The Living Thing / Notebooks :

Optimisation

Crawling through alien landscapes in the fog, looking for mountain peaks.

I’m mostly interested in continuous optimisation, but, you know, combinatorial optimisation is a whole thing.

A vast topic, with many sub-topics.

As Moritz Hardt observes (and this is just in the convex context)

It’s easy to spend a semester of convex optimization on various guises of gradient descent alone. Simply pick one of the following variants and work through the specifics of the analysis: conjugate, accelerated, projected, conditional, mirrored, stochastic, coordinate, online. This is to name a few. You may also choose various pairs of attributes such as “accelerated coordinate” descent. Many triples are also valid such as “online stochastic mirror” descent. An expert unlike me would know exactly which triples are admissible. You get extra credit when you use “subgradient” instead of “gradient”. This is really only the beginning of optimization and it might already seem confusing.

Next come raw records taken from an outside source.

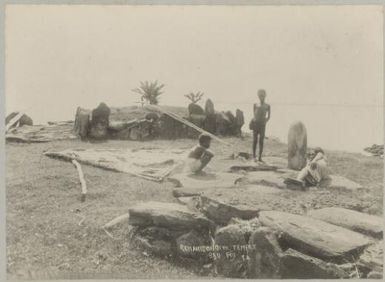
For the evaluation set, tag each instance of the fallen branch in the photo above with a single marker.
(186, 122)
(81, 178)
(13, 121)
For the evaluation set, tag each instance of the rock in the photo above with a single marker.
(194, 109)
(340, 183)
(156, 240)
(297, 146)
(220, 180)
(315, 237)
(82, 122)
(231, 260)
(209, 107)
(375, 275)
(264, 255)
(239, 122)
(167, 215)
(99, 122)
(192, 245)
(295, 265)
(353, 220)
(275, 161)
(221, 213)
(23, 120)
(191, 202)
(373, 257)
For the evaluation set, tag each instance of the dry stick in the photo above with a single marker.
(81, 178)
(14, 120)
(182, 120)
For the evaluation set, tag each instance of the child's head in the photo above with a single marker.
(204, 140)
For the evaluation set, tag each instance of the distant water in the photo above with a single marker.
(333, 127)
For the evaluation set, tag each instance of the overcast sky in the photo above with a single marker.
(320, 64)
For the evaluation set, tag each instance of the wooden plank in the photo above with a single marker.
(353, 220)
(315, 237)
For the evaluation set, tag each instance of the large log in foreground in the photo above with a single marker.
(315, 237)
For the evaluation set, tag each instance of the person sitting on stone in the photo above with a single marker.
(316, 169)
(200, 155)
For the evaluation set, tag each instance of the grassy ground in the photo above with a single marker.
(51, 234)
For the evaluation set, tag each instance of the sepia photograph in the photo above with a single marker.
(193, 141)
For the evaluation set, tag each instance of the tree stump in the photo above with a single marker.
(297, 146)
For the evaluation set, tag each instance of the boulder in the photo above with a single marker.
(195, 109)
(239, 122)
(295, 265)
(297, 146)
(315, 237)
(264, 255)
(156, 240)
(209, 107)
(341, 183)
(99, 122)
(353, 220)
(82, 123)
(231, 260)
(23, 120)
(372, 258)
(192, 245)
(221, 213)
(167, 215)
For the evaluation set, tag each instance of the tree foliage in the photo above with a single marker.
(149, 92)
(194, 97)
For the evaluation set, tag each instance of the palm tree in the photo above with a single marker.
(194, 97)
(149, 92)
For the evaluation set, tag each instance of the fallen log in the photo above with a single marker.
(315, 237)
(353, 220)
(296, 265)
(116, 221)
(82, 180)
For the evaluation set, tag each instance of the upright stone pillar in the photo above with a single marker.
(297, 146)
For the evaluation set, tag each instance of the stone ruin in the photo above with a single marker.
(220, 123)
(244, 242)
(105, 123)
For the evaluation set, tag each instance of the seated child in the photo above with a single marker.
(316, 169)
(200, 156)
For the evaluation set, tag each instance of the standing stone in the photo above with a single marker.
(264, 254)
(82, 123)
(210, 121)
(297, 146)
(240, 121)
(100, 121)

When I was younger and even more foolish I decided the divide was between online optimization and offline optimization, which in hindsight is neither clear nor useful. Now there are more tightly topical pages, such as gradient descent, and Hessian free optimisation, surrogate optimisation, and I shall create additional such as circumstances demand.

Brief taxonomy here.

TODO: Diagram.

See Zeyuan Allen-Zhu and Elad Hazan on their teaching strategy which also gives a split into 16 different areas:

The following dilemma is encountered by many of my friends when teaching basic optimization: which variant/proof of gradient descent should one start with? Of course, one needs to decide on which depth of convex analysis one should dive into, and decide on issues such as “should I define strong-convexity?”, “discuss smoothness?”, “Nesterov acceleration?”, etc.

[…] If one wishes to go into more depth, usually in convex optimization courses, one covers the full spectrum of different smoothness/ strong-convexity/ acceleration/ stochasticity regimes, each with a separate analysis (a total of 16 possible configurations!)

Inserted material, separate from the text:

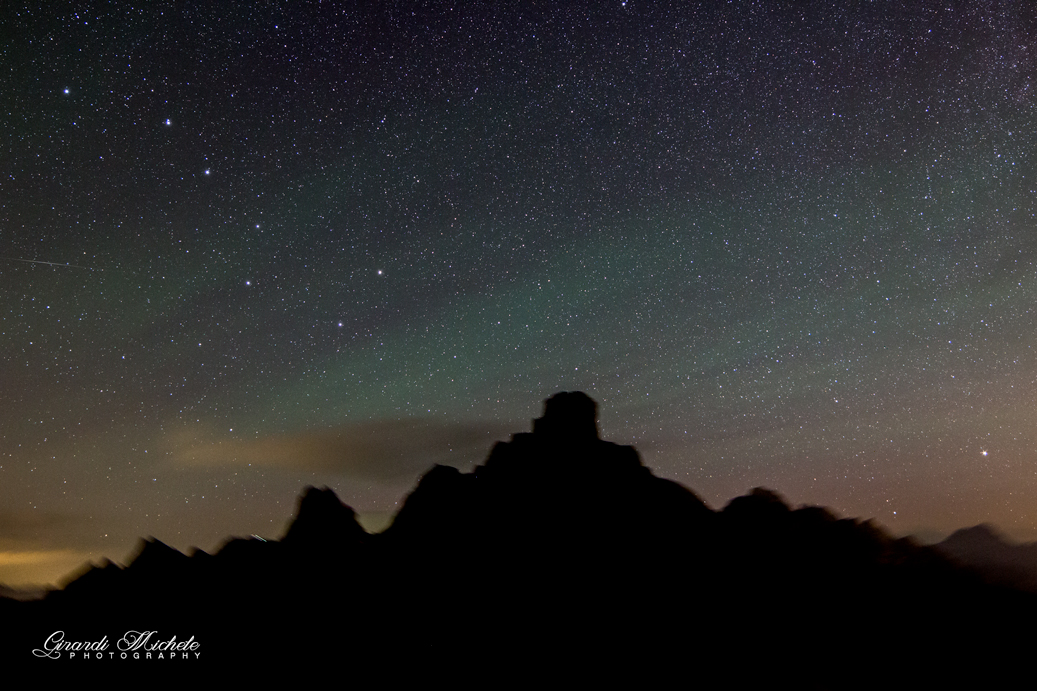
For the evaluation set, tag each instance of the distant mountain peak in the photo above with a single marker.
(567, 416)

This year I’ve tried something different in COS511 @ Princeton, which turns out also to have research significance. We’ve covered basic GD for well-conditioned functions, i.e. smooth and strongly-convex functions, and then extended these result by reduction to all other cases! A (simplified) outline of this teaching strategy is given in chapter 2 of Introduction to Online Convex Optimization.

Classical Strong-Convexity and Smoothness Reductions:

Given any optimization algorithm A for the well-conditioned case (i.e., strongly convex and smooth case), we can derive an algorithm for smooth but not strongly functions as follows.

Given a non-strongly convex but smooth objective \(f\), define a objective by \(f_1(x)=f(x)+e\|x\|^2\).

It is straightforward to see that \(f_1\) differs from \(f\) by at most ϵ times a distance factor, and in addition it is ϵ-strongly convex. Thus, one can apply A to minimize \(f_1\) and get a solution which is not too far from the optimal solution for \(f\) itself. This simplistic reduction yields an almost optimal rate, up to logarithmic factors.